Melesse Temescan is one example of the new breed of entrepreneurs emerging with promising water technologies out of the places that have been contending with water scarcity for decades. Temescan’s company, Aybar LLC was among the first awarded the US/Swedish/Dutch Securing Water for Food (SWFF) grant to rapidly build his business for wide scale impact.
Aybar has designed a innovative plow to help Ethiopian farmers reduce water logging during the rainy seasons and conserve water in the dry season. In Ethiopia, water logging, or flooding, prevents cultivation of over 5 million hectares of land during the rainy season. The Aybar BBM allows the livestock used for farming to build deeper, more effective ridges to drain excess water. This plow costs $16.48 as compared with $2000 for Chinese manufactured tractors.

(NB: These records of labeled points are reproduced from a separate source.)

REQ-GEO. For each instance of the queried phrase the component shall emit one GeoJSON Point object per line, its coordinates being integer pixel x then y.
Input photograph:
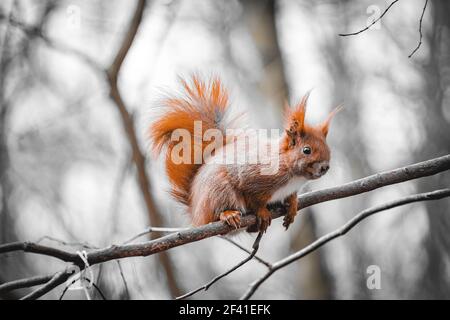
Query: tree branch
{"type": "Point", "coordinates": [370, 25]}
{"type": "Point", "coordinates": [138, 157]}
{"type": "Point", "coordinates": [420, 29]}
{"type": "Point", "coordinates": [434, 195]}
{"type": "Point", "coordinates": [182, 237]}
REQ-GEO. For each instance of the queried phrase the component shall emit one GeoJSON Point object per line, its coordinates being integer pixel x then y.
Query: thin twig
{"type": "Point", "coordinates": [220, 276]}
{"type": "Point", "coordinates": [256, 257]}
{"type": "Point", "coordinates": [56, 280]}
{"type": "Point", "coordinates": [125, 284]}
{"type": "Point", "coordinates": [370, 25]}
{"type": "Point", "coordinates": [65, 243]}
{"type": "Point", "coordinates": [154, 229]}
{"type": "Point", "coordinates": [24, 283]}
{"type": "Point", "coordinates": [434, 195]}
{"type": "Point", "coordinates": [414, 171]}
{"type": "Point", "coordinates": [420, 30]}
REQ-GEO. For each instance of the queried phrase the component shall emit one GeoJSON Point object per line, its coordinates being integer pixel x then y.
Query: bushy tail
{"type": "Point", "coordinates": [204, 102]}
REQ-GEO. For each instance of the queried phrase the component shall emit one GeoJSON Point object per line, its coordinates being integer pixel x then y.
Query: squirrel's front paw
{"type": "Point", "coordinates": [264, 219]}
{"type": "Point", "coordinates": [232, 218]}
{"type": "Point", "coordinates": [287, 220]}
{"type": "Point", "coordinates": [290, 205]}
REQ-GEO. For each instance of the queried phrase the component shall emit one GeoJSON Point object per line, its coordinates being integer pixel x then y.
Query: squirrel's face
{"type": "Point", "coordinates": [311, 155]}
{"type": "Point", "coordinates": [305, 146]}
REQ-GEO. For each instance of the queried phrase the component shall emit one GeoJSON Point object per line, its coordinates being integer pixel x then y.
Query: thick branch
{"type": "Point", "coordinates": [96, 256]}
{"type": "Point", "coordinates": [418, 170]}
{"type": "Point", "coordinates": [435, 195]}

A career researcher for the Government of Ethiopia, Temescan was frustrated to see that his innovation was not getting onto the farms to that needed it. The story of Aybar is a story of entrepreneurship as much as it is a story of innovation. In three years, Temescan has sold 45,000, and has been struggling to manufacture units to keep up with demand. Only an entrepreneur from Ethiopia like Temescan could produce this kind of innovation based on existing practices and build a distribution channel so quickly. With SWFF funding, Temescan expects to sell 60,000 in the next year.
The SWFF program is a pioneering effort focusing upon individual businesses and technologies, rather than large-scale programs. Temescan, and the other 16 SWFF awardees provide a glimpse of how entrepreneurs might drive the velocity of change in the face of water scarcity.